What my husband Darwin and I have seen is that kids are excited about learning first aid because it's one more step in becoming independent. It's also a lesson that is best taught with hands-on exercises–and what could be more fun? In one Iowa elementary, groups of third and fourth graders acted out all of first aid situations in Kids to the Rescue! in a school assembly. Using gauze, tape, a couple of bikes and the "stove" from the kindergarten classroom—along with many dramatic expressions—they both amused and instructed their youthful audience. The actors learned a lot, too.

That doesn't mean you need an acting minor to teach first aid in your class. Nor do you need any medical training.
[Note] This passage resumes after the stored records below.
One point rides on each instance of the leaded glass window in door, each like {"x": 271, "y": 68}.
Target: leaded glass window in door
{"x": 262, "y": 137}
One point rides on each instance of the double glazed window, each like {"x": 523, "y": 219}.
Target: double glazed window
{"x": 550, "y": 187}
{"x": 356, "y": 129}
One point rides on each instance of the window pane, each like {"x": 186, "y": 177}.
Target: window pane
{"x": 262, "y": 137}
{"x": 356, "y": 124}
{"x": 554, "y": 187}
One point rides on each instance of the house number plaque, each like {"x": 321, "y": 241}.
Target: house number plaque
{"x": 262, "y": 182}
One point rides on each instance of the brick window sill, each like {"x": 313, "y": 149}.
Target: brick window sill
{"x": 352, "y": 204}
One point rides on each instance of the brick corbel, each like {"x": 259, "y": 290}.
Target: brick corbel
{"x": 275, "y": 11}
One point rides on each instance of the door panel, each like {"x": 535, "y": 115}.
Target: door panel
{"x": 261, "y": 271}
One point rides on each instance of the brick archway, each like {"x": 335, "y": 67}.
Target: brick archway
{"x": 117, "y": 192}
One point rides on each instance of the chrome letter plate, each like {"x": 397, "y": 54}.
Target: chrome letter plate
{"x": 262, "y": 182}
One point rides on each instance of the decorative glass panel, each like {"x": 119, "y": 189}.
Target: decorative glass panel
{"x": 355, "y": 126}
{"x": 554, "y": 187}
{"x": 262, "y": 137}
As a matter of fact, you don't even have to be a classroom teacher. Written so parents and kids can learn together, Kids to the Rescue! makes first aid easy to understand and practice regardless of your background. It's also an excellent refresher course for adults who learned basic first aid years ago. Whether you're a teacher, the school nurse, or a classroom volunteer, here are some suggestions on incorporating Kids to the Rescue! in your curriculum. (If you're a cubmaster, Camp Fire leader, or home-schooling parent, you'll find several ideas you can use, too.)
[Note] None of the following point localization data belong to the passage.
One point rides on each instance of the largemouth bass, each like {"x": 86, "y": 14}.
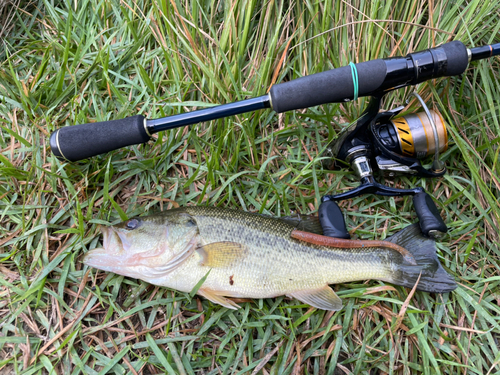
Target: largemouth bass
{"x": 254, "y": 256}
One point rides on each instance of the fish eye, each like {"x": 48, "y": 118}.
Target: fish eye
{"x": 132, "y": 224}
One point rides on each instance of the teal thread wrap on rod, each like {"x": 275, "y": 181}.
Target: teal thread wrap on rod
{"x": 355, "y": 82}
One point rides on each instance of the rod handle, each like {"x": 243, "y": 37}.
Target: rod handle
{"x": 77, "y": 142}
{"x": 331, "y": 86}
{"x": 431, "y": 223}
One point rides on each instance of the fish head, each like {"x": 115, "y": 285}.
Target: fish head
{"x": 141, "y": 245}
  1. Use Kids to the Rescue! in the science or health units that cover the human body.
  2. When you're launching a first aid unit, allow time for kids to talk about their injuries. You'll generate excitement for the material if you let students describe their casts, stitches, scrapes and emergency room visits.
  3. Kick off or conclude your first aid unit by inviting a paramedic, firefighter, emergency room doctor or nurse or a Red Cross volunteer (one of your parents, perhaps?) to speak briefly and explain his or her first aid supplies.
  4. If these emergency personnel can't come to you, perhaps you can arrange a field trip to the local fire station, hospital ER room or emergency dispatch center.
  5. Borrow that Iowa elementary school's idea and help your students create skits using the accident situations presented in Kids to the Rescue!. Then invite other classes (or another Cub Scout or Brownie group) to your presentation. When it's over, let one of your students dress up as a doctor and test the audience using the quiz at the end of Kids to the Rescue!.
  6. Immortalize your kids' creativity by videotaping their skits. Put a copy of the video in the school library, so it can be used for years to come whenever health is taught. Make sure there's a copy available to show at parent open houses, too, to demonstrate how creative you teachers are. (The videos may even turn out to be a school fund-raiser: your students' parents will each want a copy and so may the local library and health department. You may be able to get a small grant from the local health department, a pediatric clinic or a medical-supply firm to cover initial expenses.)
  7. Combine theatrics and journalism by having each student interview staff, faculty, parents and other students about how to handle the accident situations presented in Kids to the Rescue!—a burn or a shock, for example. Then have your kids present the good and bad answers with a news-style skit, complete with anchors at a desk and reporters doing live "man in the street" interviews.